On the other end of the European expansion, round edifices were preferred – consider Stonehenge before the Roman occupation…
Another example occurs at the beginning and end of the great migration out of Africa – the one that travels through China, up to Japan and Russia, across the Bering Strait, down through North America and into Central and South America. Compare the architecture of the Xia Dynasty of ancient China to architecture at the end of the migration in Mayan and Aztec cultures – separated by 3,000 years and three continents.
In between were civilizations that did not create similar forms. Instead, one can see that these western civilizations, like the early religions in Turkey and Stonehenge, seemed to prefer round structures. The circle is prevalent in everything from igloos and tepees to religious symbols, to garment decorations to the Peruvian giant circles in the desert. Because these intervening civilizations existed in vast terrains that did not require reactions to mountainous geography, (the civilizations in between lived on islands, flatlands and ocean front) the theologies and godheads were vastly different yet none preferred vertical architecture until mountains were the primary topography.

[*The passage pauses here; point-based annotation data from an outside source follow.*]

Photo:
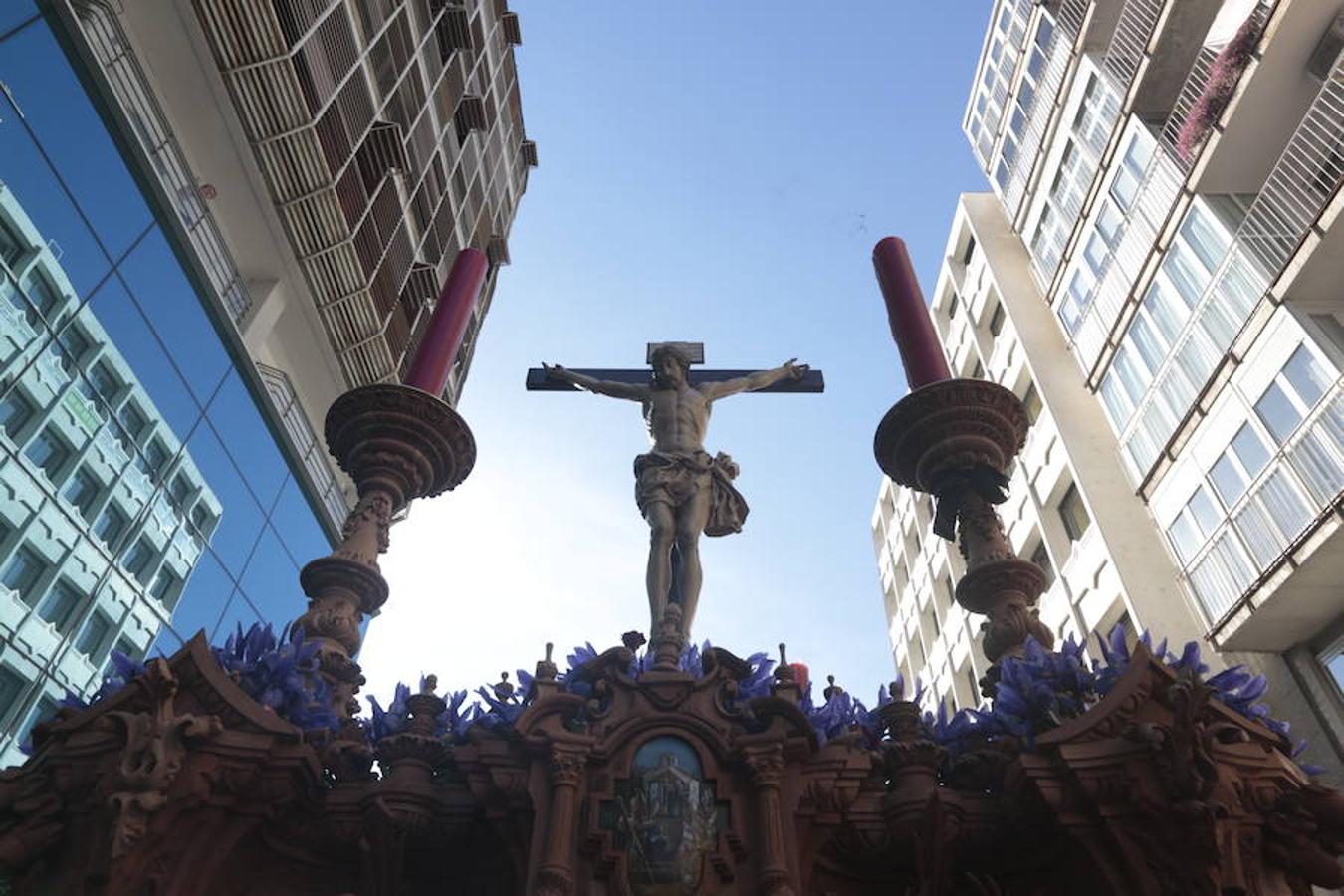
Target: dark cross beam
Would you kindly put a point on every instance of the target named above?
(540, 381)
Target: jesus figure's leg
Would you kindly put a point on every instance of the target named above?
(659, 577)
(690, 523)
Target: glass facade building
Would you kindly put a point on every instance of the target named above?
(150, 487)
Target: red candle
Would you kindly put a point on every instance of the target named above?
(448, 326)
(921, 352)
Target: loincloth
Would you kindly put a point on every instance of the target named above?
(676, 479)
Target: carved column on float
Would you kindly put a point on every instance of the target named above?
(398, 443)
(556, 875)
(956, 439)
(765, 765)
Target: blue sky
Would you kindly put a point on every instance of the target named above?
(710, 172)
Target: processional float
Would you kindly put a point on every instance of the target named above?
(668, 769)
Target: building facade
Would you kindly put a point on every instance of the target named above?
(168, 340)
(1153, 274)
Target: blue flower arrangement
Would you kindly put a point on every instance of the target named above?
(1041, 689)
(1035, 692)
(280, 673)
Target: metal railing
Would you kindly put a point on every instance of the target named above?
(1301, 483)
(1305, 179)
(306, 443)
(1129, 42)
(104, 35)
(1155, 198)
(1059, 50)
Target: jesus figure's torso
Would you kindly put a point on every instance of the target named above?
(678, 419)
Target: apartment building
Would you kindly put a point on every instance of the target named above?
(215, 218)
(1156, 274)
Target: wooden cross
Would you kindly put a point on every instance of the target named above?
(540, 381)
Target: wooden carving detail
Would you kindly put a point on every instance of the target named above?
(156, 743)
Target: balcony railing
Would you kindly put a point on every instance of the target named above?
(306, 443)
(1156, 195)
(1129, 43)
(108, 41)
(1068, 23)
(1305, 179)
(1301, 483)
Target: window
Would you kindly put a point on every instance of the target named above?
(1077, 299)
(1205, 238)
(83, 489)
(11, 684)
(200, 520)
(22, 573)
(1124, 189)
(997, 320)
(104, 381)
(111, 524)
(95, 634)
(126, 648)
(42, 293)
(61, 606)
(15, 411)
(180, 492)
(1095, 114)
(11, 245)
(167, 587)
(74, 345)
(1290, 396)
(1072, 512)
(1031, 402)
(131, 423)
(153, 460)
(1040, 557)
(138, 557)
(1240, 462)
(49, 452)
(1305, 377)
(1193, 526)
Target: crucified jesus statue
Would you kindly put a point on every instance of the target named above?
(679, 488)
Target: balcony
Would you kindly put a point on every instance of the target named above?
(1286, 520)
(1298, 189)
(1174, 49)
(1270, 104)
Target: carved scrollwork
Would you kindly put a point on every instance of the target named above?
(567, 768)
(30, 818)
(156, 746)
(765, 766)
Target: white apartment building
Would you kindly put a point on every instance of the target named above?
(1156, 273)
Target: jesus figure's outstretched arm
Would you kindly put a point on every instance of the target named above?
(628, 391)
(753, 381)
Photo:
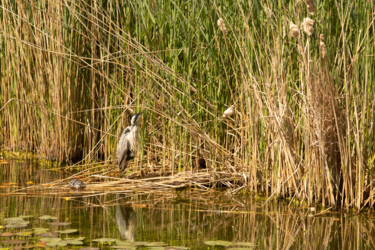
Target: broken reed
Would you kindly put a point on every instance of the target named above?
(302, 103)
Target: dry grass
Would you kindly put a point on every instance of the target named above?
(302, 117)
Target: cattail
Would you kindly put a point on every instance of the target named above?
(322, 47)
(310, 6)
(221, 24)
(228, 112)
(294, 30)
(307, 26)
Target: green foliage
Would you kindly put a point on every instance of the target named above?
(303, 122)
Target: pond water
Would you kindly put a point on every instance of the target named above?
(180, 220)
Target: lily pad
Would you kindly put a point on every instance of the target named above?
(79, 238)
(40, 230)
(141, 243)
(124, 247)
(156, 244)
(13, 242)
(25, 234)
(48, 234)
(18, 224)
(7, 234)
(57, 244)
(47, 217)
(67, 231)
(176, 248)
(105, 240)
(244, 244)
(52, 239)
(26, 216)
(74, 242)
(13, 219)
(218, 243)
(60, 223)
(124, 243)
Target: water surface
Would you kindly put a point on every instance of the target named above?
(177, 220)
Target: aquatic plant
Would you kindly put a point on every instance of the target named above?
(73, 72)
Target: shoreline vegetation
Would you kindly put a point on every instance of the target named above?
(278, 95)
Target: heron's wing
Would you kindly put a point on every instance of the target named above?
(123, 146)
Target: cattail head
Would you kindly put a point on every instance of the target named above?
(307, 26)
(294, 30)
(322, 47)
(221, 24)
(228, 112)
(310, 6)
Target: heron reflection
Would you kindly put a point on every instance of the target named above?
(126, 222)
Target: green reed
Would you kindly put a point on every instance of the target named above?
(302, 123)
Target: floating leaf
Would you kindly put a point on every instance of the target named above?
(74, 242)
(26, 234)
(67, 231)
(26, 216)
(241, 248)
(244, 244)
(60, 223)
(176, 248)
(13, 242)
(156, 244)
(104, 240)
(48, 234)
(57, 244)
(124, 247)
(79, 238)
(218, 243)
(47, 217)
(141, 243)
(39, 230)
(18, 224)
(48, 240)
(13, 219)
(124, 243)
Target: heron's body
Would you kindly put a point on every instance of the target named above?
(77, 184)
(128, 144)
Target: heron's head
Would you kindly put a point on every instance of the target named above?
(135, 120)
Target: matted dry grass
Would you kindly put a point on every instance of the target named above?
(105, 183)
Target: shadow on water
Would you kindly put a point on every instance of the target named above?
(189, 219)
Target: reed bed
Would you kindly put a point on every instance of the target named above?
(101, 184)
(280, 93)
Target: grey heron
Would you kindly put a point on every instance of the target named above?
(129, 142)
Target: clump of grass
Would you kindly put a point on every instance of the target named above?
(302, 125)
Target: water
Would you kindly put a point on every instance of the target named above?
(189, 219)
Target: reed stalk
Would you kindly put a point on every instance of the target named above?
(303, 119)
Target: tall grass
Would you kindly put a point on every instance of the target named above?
(303, 120)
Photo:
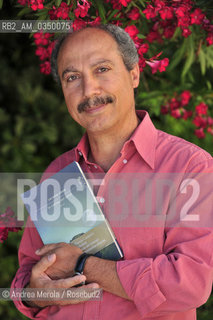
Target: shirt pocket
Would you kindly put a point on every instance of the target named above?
(144, 239)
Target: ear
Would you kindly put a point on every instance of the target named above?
(135, 75)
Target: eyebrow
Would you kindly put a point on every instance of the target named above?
(72, 69)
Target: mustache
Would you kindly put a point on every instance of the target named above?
(94, 102)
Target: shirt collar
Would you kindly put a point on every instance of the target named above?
(144, 139)
(82, 148)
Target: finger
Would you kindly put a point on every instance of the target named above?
(48, 247)
(69, 282)
(92, 285)
(43, 264)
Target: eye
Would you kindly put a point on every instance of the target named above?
(72, 78)
(102, 69)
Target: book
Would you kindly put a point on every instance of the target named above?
(65, 209)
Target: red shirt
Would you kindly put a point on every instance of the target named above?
(168, 266)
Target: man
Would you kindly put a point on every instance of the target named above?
(167, 267)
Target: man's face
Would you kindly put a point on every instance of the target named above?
(98, 89)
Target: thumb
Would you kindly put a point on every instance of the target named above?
(44, 264)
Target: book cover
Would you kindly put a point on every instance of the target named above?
(64, 209)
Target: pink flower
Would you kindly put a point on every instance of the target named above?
(45, 67)
(174, 104)
(176, 113)
(154, 36)
(42, 53)
(210, 130)
(124, 2)
(134, 14)
(200, 122)
(132, 31)
(187, 114)
(115, 4)
(150, 12)
(23, 2)
(185, 97)
(169, 31)
(166, 13)
(78, 24)
(201, 109)
(186, 32)
(42, 39)
(181, 11)
(63, 11)
(210, 121)
(197, 16)
(82, 9)
(142, 63)
(36, 4)
(158, 65)
(209, 39)
(143, 48)
(200, 133)
(159, 4)
(184, 22)
(165, 109)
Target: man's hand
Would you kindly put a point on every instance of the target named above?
(40, 280)
(66, 259)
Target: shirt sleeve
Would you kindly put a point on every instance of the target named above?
(30, 242)
(180, 278)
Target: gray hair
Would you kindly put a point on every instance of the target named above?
(125, 44)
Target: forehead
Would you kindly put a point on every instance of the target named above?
(88, 45)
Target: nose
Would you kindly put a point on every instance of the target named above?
(91, 86)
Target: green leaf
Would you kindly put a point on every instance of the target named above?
(178, 56)
(202, 59)
(58, 3)
(141, 36)
(190, 57)
(101, 10)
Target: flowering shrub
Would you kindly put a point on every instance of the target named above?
(8, 223)
(155, 26)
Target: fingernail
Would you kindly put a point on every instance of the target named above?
(82, 278)
(50, 257)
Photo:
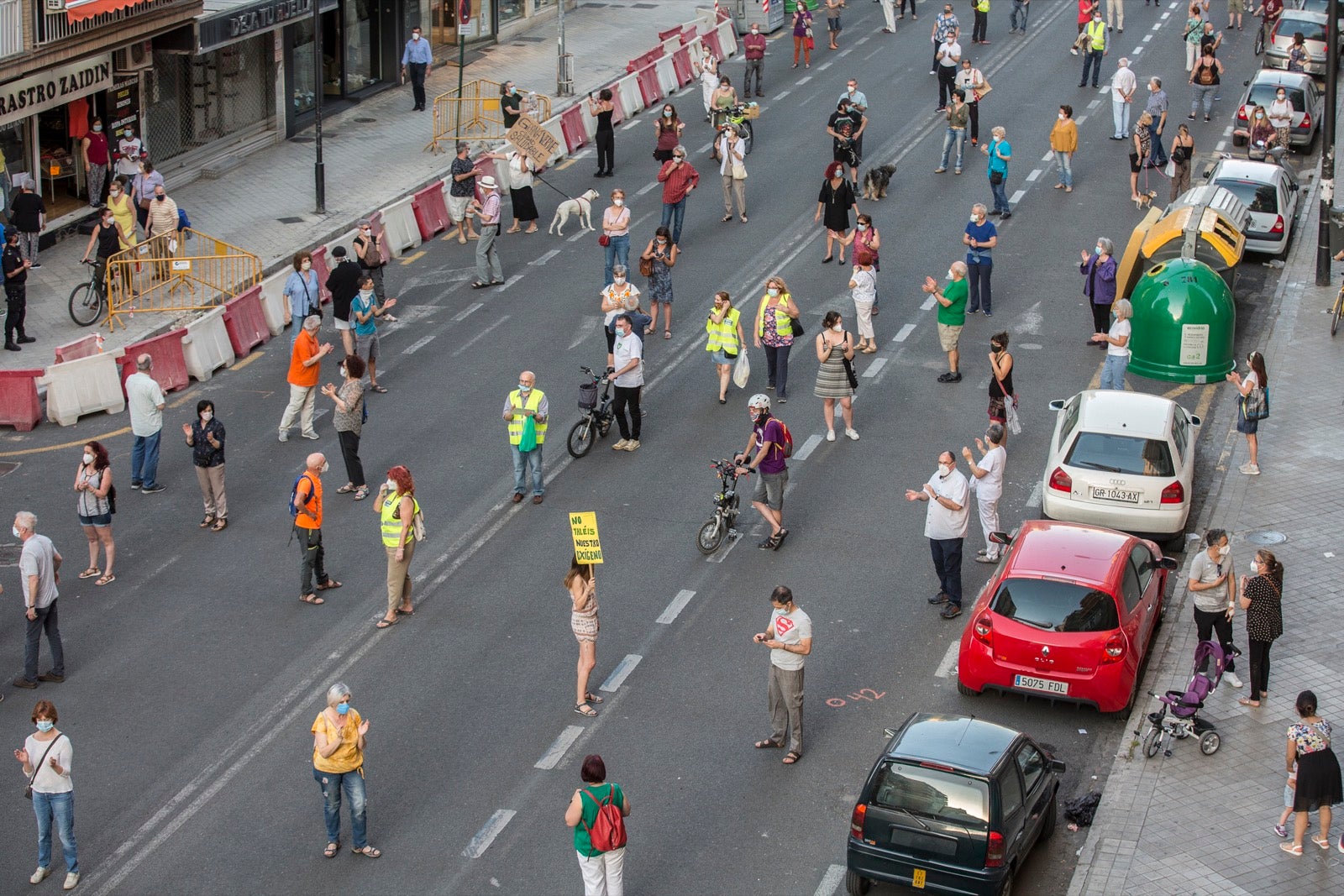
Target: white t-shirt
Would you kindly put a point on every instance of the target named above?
(628, 348)
(942, 523)
(790, 627)
(991, 485)
(1117, 329)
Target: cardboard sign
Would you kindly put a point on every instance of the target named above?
(588, 547)
(533, 139)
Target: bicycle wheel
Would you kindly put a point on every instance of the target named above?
(581, 438)
(85, 305)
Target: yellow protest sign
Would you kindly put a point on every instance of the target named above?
(588, 547)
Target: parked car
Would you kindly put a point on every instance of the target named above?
(1312, 24)
(1300, 89)
(953, 805)
(1121, 459)
(1270, 192)
(1070, 616)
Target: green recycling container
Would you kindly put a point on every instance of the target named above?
(1184, 322)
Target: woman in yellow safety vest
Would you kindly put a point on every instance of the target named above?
(396, 510)
(726, 338)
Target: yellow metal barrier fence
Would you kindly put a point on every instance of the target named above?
(476, 113)
(181, 271)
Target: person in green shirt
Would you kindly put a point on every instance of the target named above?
(952, 315)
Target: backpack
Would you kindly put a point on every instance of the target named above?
(608, 831)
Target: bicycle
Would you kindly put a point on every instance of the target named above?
(725, 510)
(89, 301)
(597, 414)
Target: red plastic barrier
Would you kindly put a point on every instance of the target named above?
(246, 322)
(19, 403)
(571, 125)
(170, 369)
(82, 347)
(430, 210)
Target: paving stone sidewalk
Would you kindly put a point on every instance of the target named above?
(374, 154)
(1195, 825)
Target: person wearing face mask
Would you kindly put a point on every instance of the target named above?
(308, 526)
(417, 62)
(96, 157)
(93, 504)
(528, 405)
(46, 759)
(396, 510)
(339, 741)
(1213, 582)
(206, 439)
(947, 523)
(349, 421)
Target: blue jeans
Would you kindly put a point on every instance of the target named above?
(62, 809)
(953, 136)
(521, 461)
(353, 785)
(1066, 167)
(617, 253)
(144, 459)
(675, 211)
(1113, 371)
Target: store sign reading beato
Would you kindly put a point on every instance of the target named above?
(54, 87)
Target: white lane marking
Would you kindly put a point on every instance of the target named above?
(949, 660)
(417, 345)
(487, 835)
(622, 672)
(831, 882)
(808, 448)
(479, 336)
(463, 315)
(679, 602)
(553, 755)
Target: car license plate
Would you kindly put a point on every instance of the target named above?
(1126, 496)
(1041, 684)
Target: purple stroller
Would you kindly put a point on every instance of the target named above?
(1184, 707)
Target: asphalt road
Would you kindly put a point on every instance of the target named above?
(194, 679)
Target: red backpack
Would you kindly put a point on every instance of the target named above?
(608, 831)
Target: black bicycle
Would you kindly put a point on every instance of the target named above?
(597, 412)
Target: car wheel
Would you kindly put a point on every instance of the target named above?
(857, 886)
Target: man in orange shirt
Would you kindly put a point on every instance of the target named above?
(308, 527)
(304, 369)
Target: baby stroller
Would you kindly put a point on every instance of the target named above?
(1184, 707)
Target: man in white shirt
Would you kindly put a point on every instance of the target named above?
(628, 378)
(147, 422)
(790, 638)
(945, 527)
(988, 485)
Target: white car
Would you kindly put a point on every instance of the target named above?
(1121, 459)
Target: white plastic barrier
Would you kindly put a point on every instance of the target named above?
(400, 228)
(207, 345)
(84, 385)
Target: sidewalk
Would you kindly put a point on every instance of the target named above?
(373, 154)
(1195, 824)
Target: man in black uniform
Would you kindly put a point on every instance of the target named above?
(15, 291)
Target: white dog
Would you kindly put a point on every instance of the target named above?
(582, 207)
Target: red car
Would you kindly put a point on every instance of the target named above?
(1070, 616)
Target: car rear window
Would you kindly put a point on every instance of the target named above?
(1128, 454)
(933, 793)
(1055, 606)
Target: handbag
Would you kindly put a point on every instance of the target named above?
(27, 792)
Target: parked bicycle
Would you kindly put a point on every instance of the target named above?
(597, 412)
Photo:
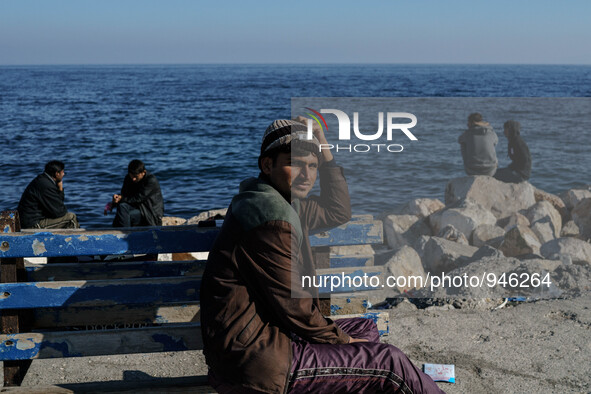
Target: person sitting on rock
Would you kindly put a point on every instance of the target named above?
(140, 202)
(478, 147)
(520, 168)
(42, 203)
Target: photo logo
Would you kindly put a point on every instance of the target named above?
(345, 130)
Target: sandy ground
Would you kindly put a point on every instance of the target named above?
(532, 347)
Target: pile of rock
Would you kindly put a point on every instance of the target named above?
(489, 226)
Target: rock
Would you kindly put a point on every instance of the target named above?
(574, 196)
(544, 209)
(487, 233)
(520, 241)
(403, 230)
(556, 202)
(544, 230)
(450, 233)
(578, 250)
(570, 229)
(406, 263)
(421, 207)
(502, 199)
(440, 255)
(173, 221)
(206, 215)
(515, 219)
(464, 216)
(582, 217)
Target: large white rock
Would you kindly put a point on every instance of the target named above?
(544, 230)
(487, 234)
(574, 196)
(421, 207)
(582, 217)
(451, 233)
(405, 265)
(520, 241)
(501, 198)
(440, 255)
(403, 230)
(515, 219)
(542, 210)
(578, 250)
(464, 216)
(556, 202)
(570, 229)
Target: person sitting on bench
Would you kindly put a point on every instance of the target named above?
(42, 203)
(140, 202)
(264, 332)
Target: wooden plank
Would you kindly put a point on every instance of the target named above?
(116, 316)
(382, 320)
(60, 344)
(12, 321)
(113, 270)
(348, 304)
(144, 240)
(98, 293)
(361, 231)
(348, 279)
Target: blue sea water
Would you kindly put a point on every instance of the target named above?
(198, 127)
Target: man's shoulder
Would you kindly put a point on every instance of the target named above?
(260, 203)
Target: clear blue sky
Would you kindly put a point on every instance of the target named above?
(394, 31)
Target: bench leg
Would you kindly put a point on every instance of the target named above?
(15, 371)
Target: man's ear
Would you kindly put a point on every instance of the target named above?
(266, 165)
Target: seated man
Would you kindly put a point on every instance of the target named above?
(140, 202)
(520, 168)
(42, 203)
(478, 147)
(263, 332)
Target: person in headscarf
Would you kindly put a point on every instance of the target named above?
(520, 168)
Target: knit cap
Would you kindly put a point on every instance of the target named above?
(284, 132)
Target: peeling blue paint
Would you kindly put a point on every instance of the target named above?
(93, 293)
(170, 344)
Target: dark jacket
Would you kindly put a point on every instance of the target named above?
(146, 196)
(478, 148)
(248, 309)
(520, 156)
(42, 199)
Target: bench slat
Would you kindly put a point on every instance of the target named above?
(26, 346)
(148, 240)
(113, 270)
(26, 295)
(120, 315)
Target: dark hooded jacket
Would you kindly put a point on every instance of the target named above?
(478, 148)
(518, 150)
(42, 199)
(146, 196)
(248, 307)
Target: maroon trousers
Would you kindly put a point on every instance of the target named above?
(366, 367)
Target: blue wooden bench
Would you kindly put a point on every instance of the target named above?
(94, 308)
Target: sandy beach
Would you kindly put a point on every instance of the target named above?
(531, 347)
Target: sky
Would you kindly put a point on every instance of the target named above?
(193, 31)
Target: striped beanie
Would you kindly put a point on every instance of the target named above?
(285, 132)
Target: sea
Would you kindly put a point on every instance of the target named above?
(198, 128)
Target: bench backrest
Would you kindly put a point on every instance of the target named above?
(116, 307)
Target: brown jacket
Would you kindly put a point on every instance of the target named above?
(248, 310)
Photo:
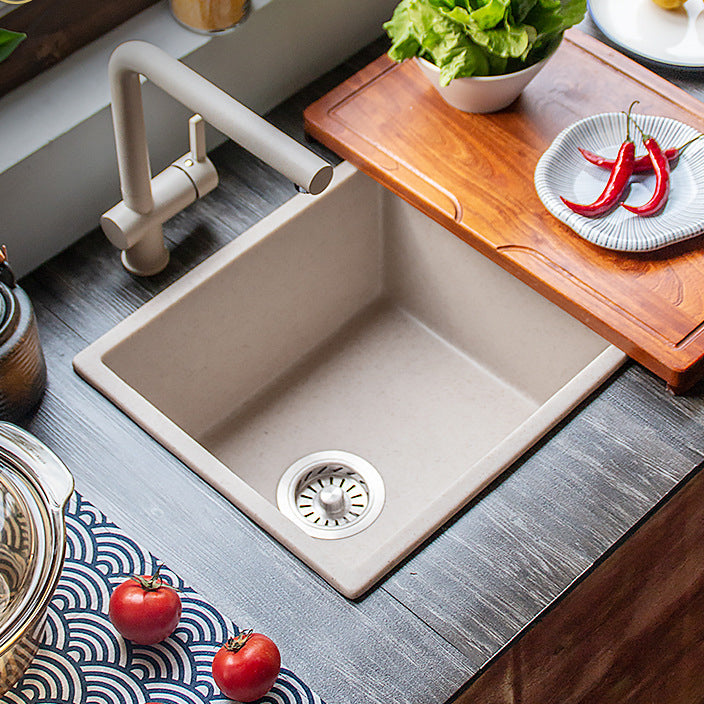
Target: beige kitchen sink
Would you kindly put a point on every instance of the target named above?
(349, 374)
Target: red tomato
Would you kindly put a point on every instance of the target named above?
(145, 609)
(246, 667)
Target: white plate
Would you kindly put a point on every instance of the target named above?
(563, 171)
(671, 37)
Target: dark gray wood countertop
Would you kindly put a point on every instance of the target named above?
(461, 599)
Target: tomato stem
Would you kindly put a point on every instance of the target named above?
(239, 641)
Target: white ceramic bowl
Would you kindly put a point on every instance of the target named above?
(482, 93)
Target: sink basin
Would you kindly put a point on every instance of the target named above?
(349, 374)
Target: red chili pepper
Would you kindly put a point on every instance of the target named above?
(640, 165)
(661, 167)
(615, 186)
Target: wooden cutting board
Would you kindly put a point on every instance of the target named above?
(474, 175)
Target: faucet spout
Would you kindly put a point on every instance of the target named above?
(135, 224)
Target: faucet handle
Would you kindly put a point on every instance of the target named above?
(196, 138)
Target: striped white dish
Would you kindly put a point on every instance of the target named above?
(563, 171)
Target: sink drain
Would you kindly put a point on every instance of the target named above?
(331, 494)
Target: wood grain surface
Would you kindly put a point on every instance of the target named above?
(57, 28)
(445, 616)
(474, 174)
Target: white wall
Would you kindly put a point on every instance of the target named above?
(56, 145)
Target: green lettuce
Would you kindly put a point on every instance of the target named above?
(480, 37)
(9, 42)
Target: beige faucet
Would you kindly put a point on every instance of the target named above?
(135, 224)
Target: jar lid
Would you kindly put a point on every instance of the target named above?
(31, 527)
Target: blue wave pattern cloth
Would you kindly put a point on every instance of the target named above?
(83, 660)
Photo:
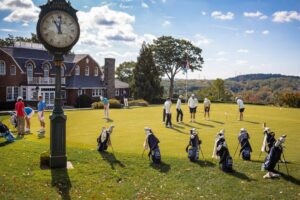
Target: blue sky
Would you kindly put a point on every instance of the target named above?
(236, 36)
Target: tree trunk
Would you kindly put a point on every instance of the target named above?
(171, 88)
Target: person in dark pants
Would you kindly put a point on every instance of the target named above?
(167, 107)
(179, 111)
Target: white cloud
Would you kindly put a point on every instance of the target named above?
(144, 5)
(221, 16)
(265, 32)
(23, 11)
(7, 30)
(100, 26)
(249, 31)
(202, 40)
(166, 23)
(243, 51)
(241, 62)
(256, 14)
(286, 16)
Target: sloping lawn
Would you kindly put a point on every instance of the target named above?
(127, 175)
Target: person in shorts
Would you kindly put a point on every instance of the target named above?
(241, 107)
(206, 104)
(29, 112)
(193, 103)
(41, 108)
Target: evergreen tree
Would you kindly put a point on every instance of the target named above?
(146, 76)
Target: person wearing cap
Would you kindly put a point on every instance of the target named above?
(41, 108)
(193, 103)
(19, 107)
(167, 107)
(178, 110)
(241, 107)
(206, 104)
(29, 112)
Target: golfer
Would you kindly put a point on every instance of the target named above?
(167, 106)
(41, 108)
(105, 102)
(178, 110)
(206, 104)
(193, 103)
(29, 112)
(241, 107)
(19, 107)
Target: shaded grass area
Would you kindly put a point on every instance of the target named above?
(124, 174)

There are historians who suggest that migrations traveled from the Indonesian area and settled in the middle of South America and are ancestors to a more primitive culture – remnants of which still exist in the great forests, Chile and Peru. However, in the deserts south of the Amazon basin, huge geoglyphs, well above normal size and often based on geometric design, reflect the same pattern of super sizing as the Mesopotamians.
It is agreed that terrain, over time, alters geographic preferences. But over generations, do certain cultural shapes become preferred as well? Darwin’s finches proved that finches developed new beak shapes and in England, feather colors matching local tree colors. Is this true about humans as well?
Can we presume that the genome carries a preference for certain geometric shapes – a preference ingrained over generations?
True or False?
Given the challenge, it will be hard to avoid association with successive generational adaptation.
 The mariner cheats by including large, tall office buildings because they are neither religious edifice nor caused by one’s genome. They exist because there are too many people and not enough space. However, allowed to be taller than a religious edifice, one wonders whether capitalism is the actual religion.
 Weak example; It was a calendar. Nevertheless, circular architecture dominated the British Isles until castles came along.